Making Clapack 3.1.1.1 ready for Praat

20200321, 20200417 David Weenink

I Intro.

We downloaded the latest C version, 3.1.1.1, of LAPACK from netlib as a compressed
clapack-3.1.1.1.tgz file.
It contains C versions of everything needed to run the LAPACK routines. All routines have
four different versions, i.e. for single precision (float), for double precision (double),
for single-precision complex (complex) and for double-precision complex. In general, the names
of the routines then start with s, d, c and z, respectively. For example, the routine for 
singular value decomposition has four varieties: sgesvd.c, cgesvd.c dgesvd.c and zgesvd.c.
Because all C versions were machine-translated with a program called f2c from the original Fortran
sources, there is an additional collection of small helper files which is in the F2CLIBS directory.
A heavy battery of testing code is also available, both for Clapack and for Cblas.
After unpacking, the first-level directories are TESTING, INSTALL, F2CLIBBS, BLAS, SRC and INCLUDE.
SRC contains the basic Clapack sources; BLAS contains the C version of Blas.
BLAS, F2CLIBS and TESTING contain subdirectories.

II what did we change?

The Praat version of Clapack is located in external/clapack and has only two subdirectories:
external/clapack/lapack and external/clapack/blas.
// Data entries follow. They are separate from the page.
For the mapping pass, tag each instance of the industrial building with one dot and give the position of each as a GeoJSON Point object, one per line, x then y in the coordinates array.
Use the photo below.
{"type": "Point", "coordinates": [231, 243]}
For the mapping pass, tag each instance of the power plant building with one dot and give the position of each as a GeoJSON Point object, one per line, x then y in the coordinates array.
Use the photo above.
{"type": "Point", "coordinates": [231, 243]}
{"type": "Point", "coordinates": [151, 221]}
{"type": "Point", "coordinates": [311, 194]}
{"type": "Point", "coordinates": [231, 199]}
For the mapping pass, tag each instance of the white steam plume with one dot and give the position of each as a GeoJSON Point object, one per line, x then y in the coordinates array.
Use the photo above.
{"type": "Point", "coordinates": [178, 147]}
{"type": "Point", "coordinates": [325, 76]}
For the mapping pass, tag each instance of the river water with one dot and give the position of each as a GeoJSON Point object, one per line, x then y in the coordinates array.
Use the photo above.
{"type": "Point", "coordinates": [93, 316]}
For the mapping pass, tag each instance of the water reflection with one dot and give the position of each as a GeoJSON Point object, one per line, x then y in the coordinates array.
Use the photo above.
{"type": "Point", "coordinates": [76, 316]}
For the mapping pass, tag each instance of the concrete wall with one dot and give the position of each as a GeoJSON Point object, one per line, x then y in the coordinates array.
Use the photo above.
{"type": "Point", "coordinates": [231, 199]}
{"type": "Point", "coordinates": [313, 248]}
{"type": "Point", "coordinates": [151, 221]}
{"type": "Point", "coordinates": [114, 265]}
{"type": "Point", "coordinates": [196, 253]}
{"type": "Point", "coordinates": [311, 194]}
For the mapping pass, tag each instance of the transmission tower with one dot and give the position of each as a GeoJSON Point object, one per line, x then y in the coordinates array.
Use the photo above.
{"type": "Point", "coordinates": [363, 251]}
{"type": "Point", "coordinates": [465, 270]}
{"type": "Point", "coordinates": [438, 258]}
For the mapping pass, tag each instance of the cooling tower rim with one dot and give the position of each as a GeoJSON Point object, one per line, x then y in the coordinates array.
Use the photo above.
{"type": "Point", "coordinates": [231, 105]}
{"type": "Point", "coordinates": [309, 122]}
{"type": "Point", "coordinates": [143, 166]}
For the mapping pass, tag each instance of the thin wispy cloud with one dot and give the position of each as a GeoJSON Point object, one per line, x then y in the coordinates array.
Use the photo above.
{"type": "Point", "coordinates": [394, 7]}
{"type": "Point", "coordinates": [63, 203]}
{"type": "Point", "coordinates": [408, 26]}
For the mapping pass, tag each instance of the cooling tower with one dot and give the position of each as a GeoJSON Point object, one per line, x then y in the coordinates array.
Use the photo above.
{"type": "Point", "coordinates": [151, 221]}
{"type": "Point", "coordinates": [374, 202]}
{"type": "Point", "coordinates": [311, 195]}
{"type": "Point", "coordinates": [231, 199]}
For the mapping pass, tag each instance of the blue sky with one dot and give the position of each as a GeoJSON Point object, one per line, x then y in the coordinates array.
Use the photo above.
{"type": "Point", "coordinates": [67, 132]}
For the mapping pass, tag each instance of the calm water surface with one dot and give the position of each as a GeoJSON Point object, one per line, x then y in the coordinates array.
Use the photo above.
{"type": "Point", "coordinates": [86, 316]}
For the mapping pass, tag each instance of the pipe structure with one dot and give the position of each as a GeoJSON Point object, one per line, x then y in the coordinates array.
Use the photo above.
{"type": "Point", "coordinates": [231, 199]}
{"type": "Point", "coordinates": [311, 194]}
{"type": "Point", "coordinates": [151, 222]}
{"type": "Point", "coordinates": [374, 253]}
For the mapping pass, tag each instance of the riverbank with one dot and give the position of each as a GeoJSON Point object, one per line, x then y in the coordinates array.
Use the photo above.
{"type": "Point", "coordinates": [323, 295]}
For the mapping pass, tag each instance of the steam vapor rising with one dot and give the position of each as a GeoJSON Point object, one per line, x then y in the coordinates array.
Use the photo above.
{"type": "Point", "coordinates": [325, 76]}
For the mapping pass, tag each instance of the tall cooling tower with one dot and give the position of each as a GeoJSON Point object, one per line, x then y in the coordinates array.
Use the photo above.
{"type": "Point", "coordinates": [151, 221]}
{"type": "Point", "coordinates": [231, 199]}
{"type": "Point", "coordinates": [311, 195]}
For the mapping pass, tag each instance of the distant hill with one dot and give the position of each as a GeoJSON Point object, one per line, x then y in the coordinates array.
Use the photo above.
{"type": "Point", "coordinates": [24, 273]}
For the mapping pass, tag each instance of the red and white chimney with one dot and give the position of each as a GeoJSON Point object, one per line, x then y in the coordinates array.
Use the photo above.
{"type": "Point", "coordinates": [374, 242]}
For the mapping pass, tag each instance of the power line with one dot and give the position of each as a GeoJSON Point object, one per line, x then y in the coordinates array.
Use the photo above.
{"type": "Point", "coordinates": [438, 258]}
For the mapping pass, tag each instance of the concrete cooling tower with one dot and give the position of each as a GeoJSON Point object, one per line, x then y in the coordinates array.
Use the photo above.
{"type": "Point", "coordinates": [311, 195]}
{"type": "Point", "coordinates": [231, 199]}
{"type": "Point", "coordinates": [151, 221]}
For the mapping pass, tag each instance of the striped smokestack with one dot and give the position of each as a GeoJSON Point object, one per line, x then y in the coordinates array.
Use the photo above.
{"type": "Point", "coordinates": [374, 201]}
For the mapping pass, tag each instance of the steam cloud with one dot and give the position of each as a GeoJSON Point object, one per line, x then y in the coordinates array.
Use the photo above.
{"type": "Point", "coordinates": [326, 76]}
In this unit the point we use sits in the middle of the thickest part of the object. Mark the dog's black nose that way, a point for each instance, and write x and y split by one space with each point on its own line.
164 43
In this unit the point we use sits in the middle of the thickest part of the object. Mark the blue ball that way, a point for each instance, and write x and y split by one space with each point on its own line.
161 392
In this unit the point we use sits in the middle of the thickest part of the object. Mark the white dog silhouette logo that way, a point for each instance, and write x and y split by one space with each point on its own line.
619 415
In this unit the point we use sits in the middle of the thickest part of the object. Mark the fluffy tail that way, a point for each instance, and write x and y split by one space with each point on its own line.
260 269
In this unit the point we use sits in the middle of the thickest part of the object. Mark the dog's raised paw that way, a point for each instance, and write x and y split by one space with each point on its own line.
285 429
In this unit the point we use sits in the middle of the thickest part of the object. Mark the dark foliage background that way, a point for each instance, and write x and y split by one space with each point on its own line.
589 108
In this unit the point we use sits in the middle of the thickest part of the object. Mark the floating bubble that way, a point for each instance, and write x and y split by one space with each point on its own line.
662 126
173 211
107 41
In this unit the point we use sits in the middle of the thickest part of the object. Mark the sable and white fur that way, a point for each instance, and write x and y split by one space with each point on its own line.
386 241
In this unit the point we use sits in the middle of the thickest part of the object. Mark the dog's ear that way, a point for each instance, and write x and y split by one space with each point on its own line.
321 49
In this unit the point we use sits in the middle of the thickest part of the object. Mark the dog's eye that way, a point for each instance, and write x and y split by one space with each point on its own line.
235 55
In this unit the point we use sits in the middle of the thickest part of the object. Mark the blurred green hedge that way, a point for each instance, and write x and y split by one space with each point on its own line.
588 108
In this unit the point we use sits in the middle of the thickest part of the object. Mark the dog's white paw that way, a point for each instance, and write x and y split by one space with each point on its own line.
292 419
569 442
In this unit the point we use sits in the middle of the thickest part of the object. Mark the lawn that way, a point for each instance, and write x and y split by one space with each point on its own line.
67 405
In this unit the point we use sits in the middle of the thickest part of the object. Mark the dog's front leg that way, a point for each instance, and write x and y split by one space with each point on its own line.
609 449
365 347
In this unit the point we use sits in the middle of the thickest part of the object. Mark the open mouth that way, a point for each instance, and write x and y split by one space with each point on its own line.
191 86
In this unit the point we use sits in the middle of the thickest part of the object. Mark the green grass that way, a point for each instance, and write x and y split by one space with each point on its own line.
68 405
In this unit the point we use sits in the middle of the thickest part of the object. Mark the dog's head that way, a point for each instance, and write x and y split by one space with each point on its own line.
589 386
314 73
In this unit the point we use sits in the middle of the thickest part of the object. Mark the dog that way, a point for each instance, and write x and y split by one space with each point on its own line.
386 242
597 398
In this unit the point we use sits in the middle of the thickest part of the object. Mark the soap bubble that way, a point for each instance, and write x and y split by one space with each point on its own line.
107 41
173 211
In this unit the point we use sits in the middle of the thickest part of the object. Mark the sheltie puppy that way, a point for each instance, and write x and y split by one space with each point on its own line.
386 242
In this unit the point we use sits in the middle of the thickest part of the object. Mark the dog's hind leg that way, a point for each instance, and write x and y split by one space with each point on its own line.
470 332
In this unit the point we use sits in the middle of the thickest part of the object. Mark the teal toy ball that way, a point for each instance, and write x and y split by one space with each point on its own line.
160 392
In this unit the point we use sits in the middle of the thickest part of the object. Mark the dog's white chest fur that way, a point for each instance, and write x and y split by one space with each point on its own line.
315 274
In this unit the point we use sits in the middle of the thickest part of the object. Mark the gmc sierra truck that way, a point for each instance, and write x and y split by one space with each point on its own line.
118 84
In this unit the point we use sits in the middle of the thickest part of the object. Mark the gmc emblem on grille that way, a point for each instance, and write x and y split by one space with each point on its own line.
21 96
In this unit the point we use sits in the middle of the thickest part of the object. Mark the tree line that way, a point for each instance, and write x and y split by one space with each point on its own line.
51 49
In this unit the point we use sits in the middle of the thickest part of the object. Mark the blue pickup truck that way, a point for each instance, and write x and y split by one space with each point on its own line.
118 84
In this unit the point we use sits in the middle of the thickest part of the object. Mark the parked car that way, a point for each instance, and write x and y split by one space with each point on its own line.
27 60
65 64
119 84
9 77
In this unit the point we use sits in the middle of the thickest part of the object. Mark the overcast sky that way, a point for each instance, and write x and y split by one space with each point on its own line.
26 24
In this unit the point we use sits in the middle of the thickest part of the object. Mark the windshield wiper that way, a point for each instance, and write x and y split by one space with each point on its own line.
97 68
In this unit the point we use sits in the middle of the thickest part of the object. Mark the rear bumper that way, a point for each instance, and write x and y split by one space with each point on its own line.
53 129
Into these directories all necessary files were
copied that are needed to use the double precision LAPACK and Blas versions (mostly the file 
names that start with a 'd'.)

We made many syntactic changes in all files (most of them automatically, but many by hand).

1. We renamed all source files from *.c to *.cpp because we want the C++ compiler to work on them.
2. We replaced all 'char*' with 'const char*'. In a couple of routines we therefore needed a const_cast<char *>.
	(dgesvd, dhseqr, dnormbr, dormlq, dormqr, dormrq, dormtr and dtrtri).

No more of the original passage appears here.